Yesterday I had a convention to go to for work and one of the speakers was a friend of mine who every couple of month here and there as she use to work for the company I work for. I seen her before summer and she had mentioned to me her and her husband were having difficulties having a baby and they were in the process of adopting a baby from Hawaii. She and her husband are Hawaiian and this was wonderful for them. when I chatted up with her yesterday I asked her how everything was going with the baby and she said it fell through. My heart was breaking for her. She seemed great, but deep down you know better.
Had lunch with some friends today I hadn't seen in a really long time. One of them told me she was expecting (17 weeks along). I was so excited for her as her and her husband have been trying for a while from what I gathered. She was beaming and she was so happy as she mentioned this has been a great thing since she has had 3 miscarriages before.

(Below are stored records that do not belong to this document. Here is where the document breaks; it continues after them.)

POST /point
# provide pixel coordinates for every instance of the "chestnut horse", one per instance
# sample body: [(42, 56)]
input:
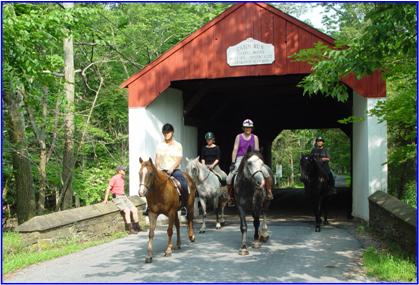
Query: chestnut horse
[(163, 198)]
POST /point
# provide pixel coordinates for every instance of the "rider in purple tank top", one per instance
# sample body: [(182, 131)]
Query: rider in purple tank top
[(245, 144), (241, 144)]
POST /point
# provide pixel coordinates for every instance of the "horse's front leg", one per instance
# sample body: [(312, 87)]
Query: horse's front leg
[(217, 212), (172, 217), (317, 213), (256, 224), (153, 221), (177, 225), (189, 217), (243, 228), (325, 209), (264, 235), (204, 215)]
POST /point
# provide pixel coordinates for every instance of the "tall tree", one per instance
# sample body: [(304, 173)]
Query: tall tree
[(25, 196), (68, 157)]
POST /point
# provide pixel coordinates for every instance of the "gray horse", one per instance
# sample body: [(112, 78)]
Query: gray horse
[(209, 189), (250, 192)]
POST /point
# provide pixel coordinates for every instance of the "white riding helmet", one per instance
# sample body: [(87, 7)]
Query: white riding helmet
[(247, 123)]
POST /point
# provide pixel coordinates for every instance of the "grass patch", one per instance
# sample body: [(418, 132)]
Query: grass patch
[(389, 264), (17, 255)]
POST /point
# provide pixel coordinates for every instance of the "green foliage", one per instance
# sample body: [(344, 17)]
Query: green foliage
[(410, 194), (111, 42), (91, 183), (17, 255), (370, 37), (389, 265)]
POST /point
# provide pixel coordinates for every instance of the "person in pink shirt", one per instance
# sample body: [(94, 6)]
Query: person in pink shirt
[(117, 188)]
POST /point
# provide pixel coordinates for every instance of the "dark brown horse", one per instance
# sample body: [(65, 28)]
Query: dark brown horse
[(163, 198)]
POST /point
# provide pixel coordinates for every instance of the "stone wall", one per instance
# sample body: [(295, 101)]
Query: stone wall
[(84, 223), (394, 220)]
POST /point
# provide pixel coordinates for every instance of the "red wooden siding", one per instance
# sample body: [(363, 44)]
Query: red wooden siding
[(203, 53)]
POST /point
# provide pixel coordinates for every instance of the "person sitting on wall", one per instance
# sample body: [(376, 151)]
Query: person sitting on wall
[(116, 186)]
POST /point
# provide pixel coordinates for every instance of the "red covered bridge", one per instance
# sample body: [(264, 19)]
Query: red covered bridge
[(197, 88)]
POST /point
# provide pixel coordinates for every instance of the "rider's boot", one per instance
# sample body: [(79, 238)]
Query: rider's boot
[(231, 200), (131, 229), (268, 186)]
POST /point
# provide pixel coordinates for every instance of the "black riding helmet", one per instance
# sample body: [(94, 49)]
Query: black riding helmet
[(167, 128), (209, 136)]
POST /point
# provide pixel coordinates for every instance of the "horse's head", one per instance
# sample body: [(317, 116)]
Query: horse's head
[(306, 166), (147, 173), (251, 166)]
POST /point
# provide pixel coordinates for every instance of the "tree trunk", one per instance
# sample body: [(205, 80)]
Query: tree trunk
[(292, 170), (25, 195), (68, 157)]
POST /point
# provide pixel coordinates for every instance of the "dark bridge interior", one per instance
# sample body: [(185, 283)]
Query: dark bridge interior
[(274, 103)]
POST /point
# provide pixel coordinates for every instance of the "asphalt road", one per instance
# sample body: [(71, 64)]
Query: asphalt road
[(294, 253)]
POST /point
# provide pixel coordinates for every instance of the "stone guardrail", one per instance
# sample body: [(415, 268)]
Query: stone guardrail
[(394, 220), (82, 223)]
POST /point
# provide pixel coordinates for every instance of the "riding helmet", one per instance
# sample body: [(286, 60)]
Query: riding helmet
[(209, 136), (248, 123), (167, 128)]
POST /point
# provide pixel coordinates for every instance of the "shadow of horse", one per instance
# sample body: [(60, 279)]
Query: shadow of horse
[(163, 198), (250, 193), (316, 187)]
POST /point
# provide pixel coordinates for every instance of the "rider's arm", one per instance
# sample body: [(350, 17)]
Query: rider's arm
[(235, 149), (256, 143), (158, 161)]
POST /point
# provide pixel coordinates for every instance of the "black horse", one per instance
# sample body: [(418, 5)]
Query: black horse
[(316, 187), (250, 193)]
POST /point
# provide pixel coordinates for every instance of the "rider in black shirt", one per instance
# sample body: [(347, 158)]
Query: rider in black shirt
[(320, 153), (210, 156)]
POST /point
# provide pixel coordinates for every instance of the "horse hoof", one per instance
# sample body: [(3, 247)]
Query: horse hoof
[(264, 238), (243, 251), (148, 259)]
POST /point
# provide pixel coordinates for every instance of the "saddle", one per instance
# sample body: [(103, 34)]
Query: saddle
[(183, 194), (223, 182)]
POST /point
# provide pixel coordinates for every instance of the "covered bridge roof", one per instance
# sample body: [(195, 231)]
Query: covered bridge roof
[(202, 55)]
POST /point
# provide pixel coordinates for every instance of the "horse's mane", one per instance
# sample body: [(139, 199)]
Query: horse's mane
[(248, 155)]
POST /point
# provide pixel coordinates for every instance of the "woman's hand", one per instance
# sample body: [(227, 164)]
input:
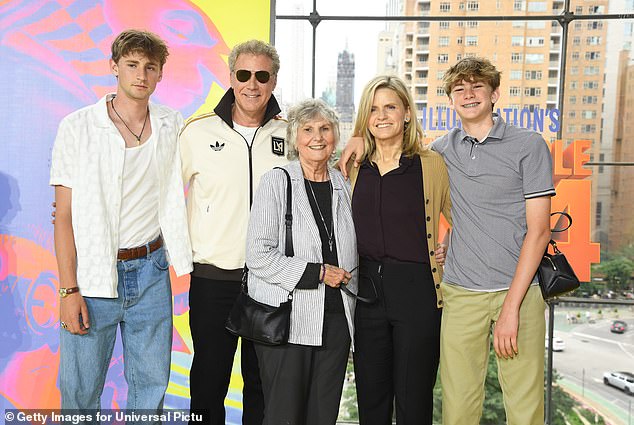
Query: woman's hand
[(336, 276), (440, 252)]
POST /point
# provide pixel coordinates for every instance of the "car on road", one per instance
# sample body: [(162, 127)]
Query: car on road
[(621, 380), (558, 344), (618, 327)]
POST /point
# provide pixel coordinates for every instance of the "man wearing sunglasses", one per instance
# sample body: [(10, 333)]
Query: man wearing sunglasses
[(224, 154)]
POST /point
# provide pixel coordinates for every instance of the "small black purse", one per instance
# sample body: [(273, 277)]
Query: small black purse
[(256, 321), (556, 276)]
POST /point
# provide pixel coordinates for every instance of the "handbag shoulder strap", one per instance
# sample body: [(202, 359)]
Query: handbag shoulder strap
[(552, 242), (288, 217)]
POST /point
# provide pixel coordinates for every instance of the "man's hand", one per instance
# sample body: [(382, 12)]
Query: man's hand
[(505, 333), (353, 151), (440, 253), (74, 313)]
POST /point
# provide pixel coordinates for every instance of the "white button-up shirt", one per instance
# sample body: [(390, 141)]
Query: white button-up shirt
[(88, 157)]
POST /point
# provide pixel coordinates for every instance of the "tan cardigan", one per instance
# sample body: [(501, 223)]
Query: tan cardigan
[(437, 200)]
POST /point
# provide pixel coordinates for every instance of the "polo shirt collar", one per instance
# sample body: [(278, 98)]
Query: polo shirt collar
[(495, 134)]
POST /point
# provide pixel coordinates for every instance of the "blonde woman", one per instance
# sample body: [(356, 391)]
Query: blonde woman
[(399, 191)]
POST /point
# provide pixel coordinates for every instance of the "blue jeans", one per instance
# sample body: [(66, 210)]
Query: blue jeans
[(143, 309)]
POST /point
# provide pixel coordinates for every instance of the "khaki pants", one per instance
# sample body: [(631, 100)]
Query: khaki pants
[(467, 322)]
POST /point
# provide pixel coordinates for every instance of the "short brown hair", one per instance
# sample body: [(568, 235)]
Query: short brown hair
[(138, 41), (471, 69)]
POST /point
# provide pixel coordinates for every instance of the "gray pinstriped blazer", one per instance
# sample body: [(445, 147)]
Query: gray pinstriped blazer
[(272, 275)]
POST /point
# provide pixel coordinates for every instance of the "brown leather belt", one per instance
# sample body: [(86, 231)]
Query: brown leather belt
[(139, 251)]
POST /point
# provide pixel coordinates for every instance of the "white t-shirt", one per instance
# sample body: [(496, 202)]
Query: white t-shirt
[(138, 222)]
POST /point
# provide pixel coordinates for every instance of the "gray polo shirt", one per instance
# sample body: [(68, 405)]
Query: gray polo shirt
[(490, 182)]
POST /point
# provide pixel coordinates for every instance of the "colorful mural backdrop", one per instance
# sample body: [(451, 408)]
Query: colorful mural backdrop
[(54, 60)]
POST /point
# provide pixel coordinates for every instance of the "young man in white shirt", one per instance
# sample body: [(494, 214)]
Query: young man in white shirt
[(120, 211)]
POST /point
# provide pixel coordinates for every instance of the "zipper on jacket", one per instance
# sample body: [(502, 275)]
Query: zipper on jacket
[(249, 149)]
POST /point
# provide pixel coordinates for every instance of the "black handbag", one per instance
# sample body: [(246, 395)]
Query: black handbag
[(556, 276), (256, 321)]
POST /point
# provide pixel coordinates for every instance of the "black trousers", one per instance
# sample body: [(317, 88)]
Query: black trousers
[(303, 384), (397, 344), (210, 302)]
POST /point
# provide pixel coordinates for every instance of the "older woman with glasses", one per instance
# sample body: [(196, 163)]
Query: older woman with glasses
[(303, 380), (400, 189)]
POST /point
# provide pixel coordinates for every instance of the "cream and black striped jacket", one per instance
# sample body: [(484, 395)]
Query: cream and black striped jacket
[(272, 275)]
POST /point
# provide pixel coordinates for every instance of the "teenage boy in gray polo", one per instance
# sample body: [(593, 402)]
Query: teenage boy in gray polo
[(501, 183)]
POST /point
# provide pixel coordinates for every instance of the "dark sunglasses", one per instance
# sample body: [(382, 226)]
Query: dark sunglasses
[(244, 75)]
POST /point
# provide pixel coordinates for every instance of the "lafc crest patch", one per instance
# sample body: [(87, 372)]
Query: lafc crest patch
[(277, 145)]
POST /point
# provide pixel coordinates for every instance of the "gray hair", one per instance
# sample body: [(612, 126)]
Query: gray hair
[(254, 47), (303, 112)]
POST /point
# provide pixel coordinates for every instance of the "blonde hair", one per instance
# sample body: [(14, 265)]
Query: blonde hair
[(413, 131), (138, 41)]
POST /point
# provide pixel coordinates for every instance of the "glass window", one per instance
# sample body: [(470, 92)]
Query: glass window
[(473, 6), (593, 41), (533, 75), (471, 40), (532, 91), (536, 6), (515, 75), (535, 41), (534, 58)]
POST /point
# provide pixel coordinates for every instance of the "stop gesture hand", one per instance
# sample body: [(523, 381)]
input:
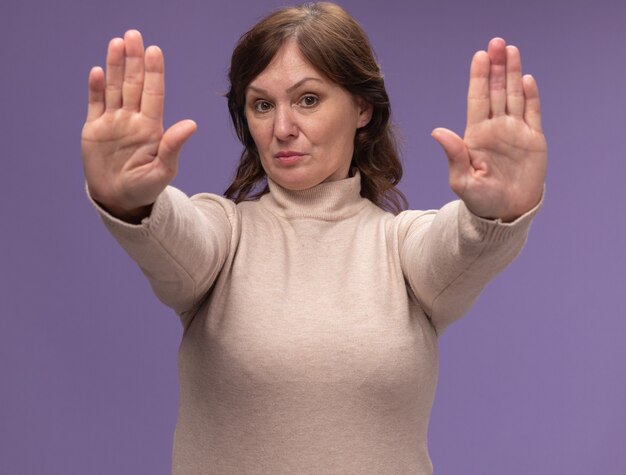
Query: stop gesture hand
[(127, 156), (498, 168)]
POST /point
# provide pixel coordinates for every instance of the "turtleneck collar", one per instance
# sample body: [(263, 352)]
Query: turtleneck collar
[(328, 201)]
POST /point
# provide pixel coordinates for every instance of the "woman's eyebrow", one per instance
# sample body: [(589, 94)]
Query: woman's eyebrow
[(290, 89)]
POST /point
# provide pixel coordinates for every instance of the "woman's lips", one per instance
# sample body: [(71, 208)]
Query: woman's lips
[(288, 157)]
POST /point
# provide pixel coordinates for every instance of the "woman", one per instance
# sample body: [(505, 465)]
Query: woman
[(311, 314)]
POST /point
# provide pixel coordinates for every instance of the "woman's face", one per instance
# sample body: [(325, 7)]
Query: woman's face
[(302, 123)]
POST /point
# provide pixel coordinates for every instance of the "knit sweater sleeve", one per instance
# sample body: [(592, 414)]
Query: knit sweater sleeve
[(448, 256), (181, 246)]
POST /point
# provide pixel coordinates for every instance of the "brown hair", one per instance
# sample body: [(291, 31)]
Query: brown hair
[(335, 44)]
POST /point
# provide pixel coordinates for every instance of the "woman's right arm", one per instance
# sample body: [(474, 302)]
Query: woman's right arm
[(129, 160), (127, 156)]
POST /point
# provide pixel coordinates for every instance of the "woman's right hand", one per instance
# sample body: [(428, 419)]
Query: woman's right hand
[(127, 157)]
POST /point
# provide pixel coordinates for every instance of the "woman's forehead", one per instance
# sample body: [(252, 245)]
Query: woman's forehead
[(287, 70)]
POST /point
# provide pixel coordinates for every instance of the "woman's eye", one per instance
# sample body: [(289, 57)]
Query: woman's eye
[(309, 101), (262, 106)]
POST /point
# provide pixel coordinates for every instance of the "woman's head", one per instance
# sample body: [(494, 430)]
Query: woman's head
[(337, 47)]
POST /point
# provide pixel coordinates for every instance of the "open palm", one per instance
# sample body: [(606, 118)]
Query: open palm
[(127, 156), (498, 168)]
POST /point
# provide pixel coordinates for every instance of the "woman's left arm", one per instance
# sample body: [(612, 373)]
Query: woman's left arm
[(498, 168)]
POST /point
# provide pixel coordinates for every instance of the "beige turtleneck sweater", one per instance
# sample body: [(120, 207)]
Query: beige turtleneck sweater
[(310, 323)]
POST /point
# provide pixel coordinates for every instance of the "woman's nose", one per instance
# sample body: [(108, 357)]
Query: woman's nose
[(285, 126)]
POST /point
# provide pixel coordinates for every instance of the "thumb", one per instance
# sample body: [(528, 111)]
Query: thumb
[(458, 157), (173, 140)]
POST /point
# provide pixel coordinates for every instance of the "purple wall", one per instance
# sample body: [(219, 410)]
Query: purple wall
[(532, 381)]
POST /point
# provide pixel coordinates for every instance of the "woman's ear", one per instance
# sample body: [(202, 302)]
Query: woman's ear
[(365, 112)]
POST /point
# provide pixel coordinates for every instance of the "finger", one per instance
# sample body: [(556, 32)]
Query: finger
[(133, 70), (478, 106), (458, 158), (497, 76), (514, 88), (532, 108), (154, 84), (172, 142), (95, 98), (114, 74)]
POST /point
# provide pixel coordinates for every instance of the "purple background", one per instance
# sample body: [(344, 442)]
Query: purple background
[(532, 381)]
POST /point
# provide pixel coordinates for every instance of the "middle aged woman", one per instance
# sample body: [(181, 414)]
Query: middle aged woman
[(311, 314)]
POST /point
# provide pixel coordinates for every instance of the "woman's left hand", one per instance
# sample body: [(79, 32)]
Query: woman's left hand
[(498, 169)]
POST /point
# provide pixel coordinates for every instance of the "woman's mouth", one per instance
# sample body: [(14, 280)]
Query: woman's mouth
[(288, 156)]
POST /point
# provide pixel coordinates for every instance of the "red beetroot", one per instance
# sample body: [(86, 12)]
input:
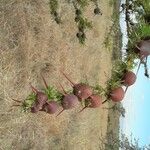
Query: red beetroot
[(93, 101), (52, 106), (69, 101), (117, 94), (81, 90)]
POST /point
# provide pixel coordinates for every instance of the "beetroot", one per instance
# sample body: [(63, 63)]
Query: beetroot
[(51, 107), (81, 90), (129, 78), (117, 94), (93, 101)]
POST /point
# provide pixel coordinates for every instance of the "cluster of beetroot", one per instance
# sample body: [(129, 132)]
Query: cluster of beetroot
[(81, 93)]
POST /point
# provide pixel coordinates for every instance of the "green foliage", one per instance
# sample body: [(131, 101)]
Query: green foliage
[(82, 3), (83, 24), (98, 89), (53, 94), (28, 102), (53, 4), (138, 32), (118, 70)]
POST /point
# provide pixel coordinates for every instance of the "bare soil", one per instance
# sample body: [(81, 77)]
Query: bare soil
[(32, 43)]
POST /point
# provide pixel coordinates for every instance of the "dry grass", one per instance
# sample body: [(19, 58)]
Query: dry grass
[(30, 43)]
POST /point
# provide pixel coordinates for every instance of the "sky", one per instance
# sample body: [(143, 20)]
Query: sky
[(137, 105), (136, 101)]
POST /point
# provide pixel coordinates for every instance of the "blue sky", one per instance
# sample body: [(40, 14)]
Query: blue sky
[(137, 105), (136, 101)]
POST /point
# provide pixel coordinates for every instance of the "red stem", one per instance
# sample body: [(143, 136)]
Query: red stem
[(83, 109), (60, 112), (45, 83), (16, 100), (126, 89), (63, 89), (138, 68), (34, 89), (105, 101)]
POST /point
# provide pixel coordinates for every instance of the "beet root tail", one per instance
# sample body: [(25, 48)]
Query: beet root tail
[(68, 78)]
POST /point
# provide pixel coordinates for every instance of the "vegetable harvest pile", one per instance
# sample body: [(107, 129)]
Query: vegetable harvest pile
[(50, 100)]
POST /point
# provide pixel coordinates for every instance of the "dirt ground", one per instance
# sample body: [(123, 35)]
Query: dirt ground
[(32, 43)]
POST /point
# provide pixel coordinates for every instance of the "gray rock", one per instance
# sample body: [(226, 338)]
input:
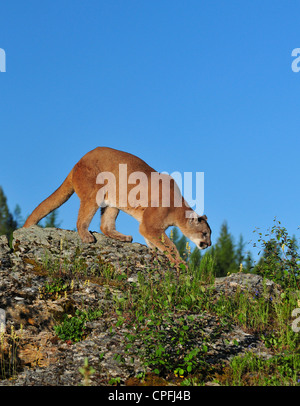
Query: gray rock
[(94, 276)]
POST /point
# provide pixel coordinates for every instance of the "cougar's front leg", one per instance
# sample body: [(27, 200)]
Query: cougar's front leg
[(108, 224)]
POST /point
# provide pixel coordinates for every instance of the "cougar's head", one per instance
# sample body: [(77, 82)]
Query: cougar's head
[(198, 231)]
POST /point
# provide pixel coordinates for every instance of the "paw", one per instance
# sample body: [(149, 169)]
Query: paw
[(87, 238)]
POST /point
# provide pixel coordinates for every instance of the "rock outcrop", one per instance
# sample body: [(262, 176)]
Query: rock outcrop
[(48, 275)]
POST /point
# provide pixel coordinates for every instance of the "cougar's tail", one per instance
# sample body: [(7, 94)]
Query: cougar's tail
[(60, 196)]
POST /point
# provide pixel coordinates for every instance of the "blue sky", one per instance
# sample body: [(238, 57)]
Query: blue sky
[(199, 86)]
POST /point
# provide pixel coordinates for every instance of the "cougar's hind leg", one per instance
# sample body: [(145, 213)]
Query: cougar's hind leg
[(108, 224), (86, 212)]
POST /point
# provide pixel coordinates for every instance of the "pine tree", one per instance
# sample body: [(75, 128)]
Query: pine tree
[(7, 222)]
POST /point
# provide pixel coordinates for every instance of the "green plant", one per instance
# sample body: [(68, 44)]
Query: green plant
[(73, 327), (86, 372), (280, 261)]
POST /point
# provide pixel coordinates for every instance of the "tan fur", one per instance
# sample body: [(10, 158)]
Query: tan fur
[(153, 220)]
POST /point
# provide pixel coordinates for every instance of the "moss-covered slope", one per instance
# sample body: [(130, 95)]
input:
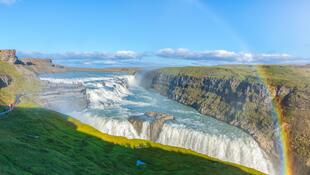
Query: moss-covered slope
[(38, 141), (244, 96)]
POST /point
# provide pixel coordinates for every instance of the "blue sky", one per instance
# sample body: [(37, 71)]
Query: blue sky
[(147, 32)]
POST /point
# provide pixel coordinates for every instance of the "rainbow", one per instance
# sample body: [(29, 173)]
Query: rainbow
[(286, 167)]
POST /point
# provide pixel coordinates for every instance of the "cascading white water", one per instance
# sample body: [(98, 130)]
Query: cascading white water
[(113, 99)]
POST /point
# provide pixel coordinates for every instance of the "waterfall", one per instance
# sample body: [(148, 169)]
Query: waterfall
[(113, 102)]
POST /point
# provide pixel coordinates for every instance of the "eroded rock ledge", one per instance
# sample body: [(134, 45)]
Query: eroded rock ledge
[(156, 121), (245, 103), (5, 81)]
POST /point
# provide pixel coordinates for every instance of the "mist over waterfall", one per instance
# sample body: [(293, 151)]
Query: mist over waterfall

Coming back to the office today and thinking about the past two days, it makes me more grateful for being able to have a normal pregnancy with the minor complications I did have. Being a parent is an amazing thing and an amazing accomplishment. It's so sad that some can have children and some can't. I won't say that I think every woman and man should experience pregnancy and parenthood by any means, but for most people I wish they could.
It baffles me some times when you see some of these drugged out people having children who shouldn't have children and than you see people like my friend who would be a wonderful mother and she either is having trouble getting pregnant or just flat out can't get pregnant.
Being able to get pregnant and have a handsome son, it makes me that much more grateful for what I do have. What an amazing thing it is, and what an amazing accomplishment. I don't think it being a parent gives your life purpose, because life in general is purpose, but it does give you a better sense of understanding life.